Is This The Beginning of the Bursting of the BBB Bubble?

For years, investors have fretted over the swelling mass of BBB rated bonds in the world of investment-grade credit.

These are corporate bonds that sit at the lowest rung of high grade, just one notch above ‘junk’ status. As such, they’ve been the source of much consternation for anyone worried about a deteriorating credit market, with the proportion of BBB rated bonds in benchmark indices having swelled to a record 51.9% in recent years.

But the tide is turning, according to a new note from Bank of America Corp.

A wave of post-pandemic upgrades means the share of BBB rated bonds in major indices has now dropped to 47.5%, with a stunning $100 billion worth of debt upgraded from the category into single-A this year alone. It’s not what many of the commenters who have been warning of a ‘Triple B Bubble’ may have expected. And it suggests that the so-called bubble may be deflating in a relatively orderly fashion as a slew of BBB companies improve their balance sheets without a dramatic spike in bankruptcies and big market stress.

“This upgrade cycle is the reflection of companies shoring up their balance sheets ahead of a potential recession, originally expected for this year,” write BofA analysts led by Yuri Seliger. “The record pace of upgrades has partially reversed the big downgrade cycle following the global financial crisis.”

So great is this upgrade trend, that the analysts think it may go someway towards explaining why credit spreads, or risk premiums on corporate bonds, have remained so low even after the Federal Reserve hiked interest rates at the fastest pace in decades.

They estimate that spreads on the investment-grade bond index would be two basis points higher without the mass of upgrades. That means rating actions have gone from a headwind in 2020 — when companies were being downgraded as a result of economic headwinds from the pandemic — to a tailwind in 2022.

It’s a point picked up by other credit experts, with Wayne Dahl, managing director and investment risk officer at Oaktree Capital Management, also noting the trend in a recent episode of the Odd Lots podcast. As he puts it, a rash of corporate failures in 2020 helped clear out some of the junkiest junk in the high-yield market, while many investment-grade companies have taken advantage of years of low interest rates to term out their debt and bulk up teir balance sheets.

“Because of that default rate, you cleared out a lot of the lowest rated companies that were under the most stress.

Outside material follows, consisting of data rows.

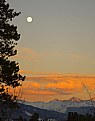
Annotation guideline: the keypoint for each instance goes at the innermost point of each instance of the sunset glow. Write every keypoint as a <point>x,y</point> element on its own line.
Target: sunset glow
<point>56,52</point>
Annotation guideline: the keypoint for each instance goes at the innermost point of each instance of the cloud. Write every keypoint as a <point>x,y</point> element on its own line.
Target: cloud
<point>56,85</point>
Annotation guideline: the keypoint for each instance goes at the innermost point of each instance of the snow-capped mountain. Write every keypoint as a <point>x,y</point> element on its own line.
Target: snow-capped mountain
<point>62,105</point>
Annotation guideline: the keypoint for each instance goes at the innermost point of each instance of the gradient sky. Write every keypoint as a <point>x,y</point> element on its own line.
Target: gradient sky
<point>60,40</point>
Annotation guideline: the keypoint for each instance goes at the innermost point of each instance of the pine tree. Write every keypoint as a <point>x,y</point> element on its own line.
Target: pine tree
<point>9,70</point>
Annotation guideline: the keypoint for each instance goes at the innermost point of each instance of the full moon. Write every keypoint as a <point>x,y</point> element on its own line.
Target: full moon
<point>29,19</point>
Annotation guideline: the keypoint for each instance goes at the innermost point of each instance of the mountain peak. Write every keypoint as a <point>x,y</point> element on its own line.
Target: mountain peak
<point>74,99</point>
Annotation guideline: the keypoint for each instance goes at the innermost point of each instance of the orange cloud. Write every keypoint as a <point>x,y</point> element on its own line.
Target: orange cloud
<point>56,85</point>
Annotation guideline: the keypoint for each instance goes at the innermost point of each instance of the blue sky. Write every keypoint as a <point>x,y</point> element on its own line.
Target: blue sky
<point>60,39</point>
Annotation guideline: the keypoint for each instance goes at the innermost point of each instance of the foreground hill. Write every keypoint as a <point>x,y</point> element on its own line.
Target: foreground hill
<point>26,111</point>
<point>62,105</point>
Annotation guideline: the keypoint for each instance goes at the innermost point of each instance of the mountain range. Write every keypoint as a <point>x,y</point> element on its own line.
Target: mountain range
<point>62,105</point>
<point>56,109</point>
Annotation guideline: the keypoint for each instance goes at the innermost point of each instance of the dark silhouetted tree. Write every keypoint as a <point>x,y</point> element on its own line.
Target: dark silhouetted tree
<point>9,70</point>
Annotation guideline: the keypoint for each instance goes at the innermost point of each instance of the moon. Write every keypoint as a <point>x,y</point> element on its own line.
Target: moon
<point>29,19</point>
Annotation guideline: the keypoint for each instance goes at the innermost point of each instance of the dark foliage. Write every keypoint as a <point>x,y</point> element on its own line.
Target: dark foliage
<point>73,116</point>
<point>9,70</point>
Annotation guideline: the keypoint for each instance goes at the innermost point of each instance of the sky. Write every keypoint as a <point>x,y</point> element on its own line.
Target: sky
<point>56,50</point>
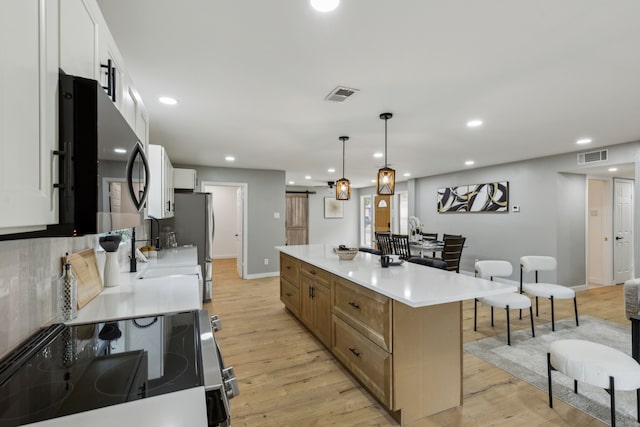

Simultaneously, you had a number of downgrades, so triple B-rated securities into Double-B or Single B-rated into high yield,” he said. “You've had actually more upgrades than downgrades in that [high-yield] market, which may be surprising given, you know, all the talk of recession and the need for spreads to be wider.”

Of course, rating agencies have a reputation for being somewhat backward-looking (or outright wrong) and their categorization of any corporate bond can quickly change along with companies’ collective fortunes and the general economic outlook. But for now, it looks like triple-B dominance may be ending not with a bang of downgrades, but a burst of upgrades.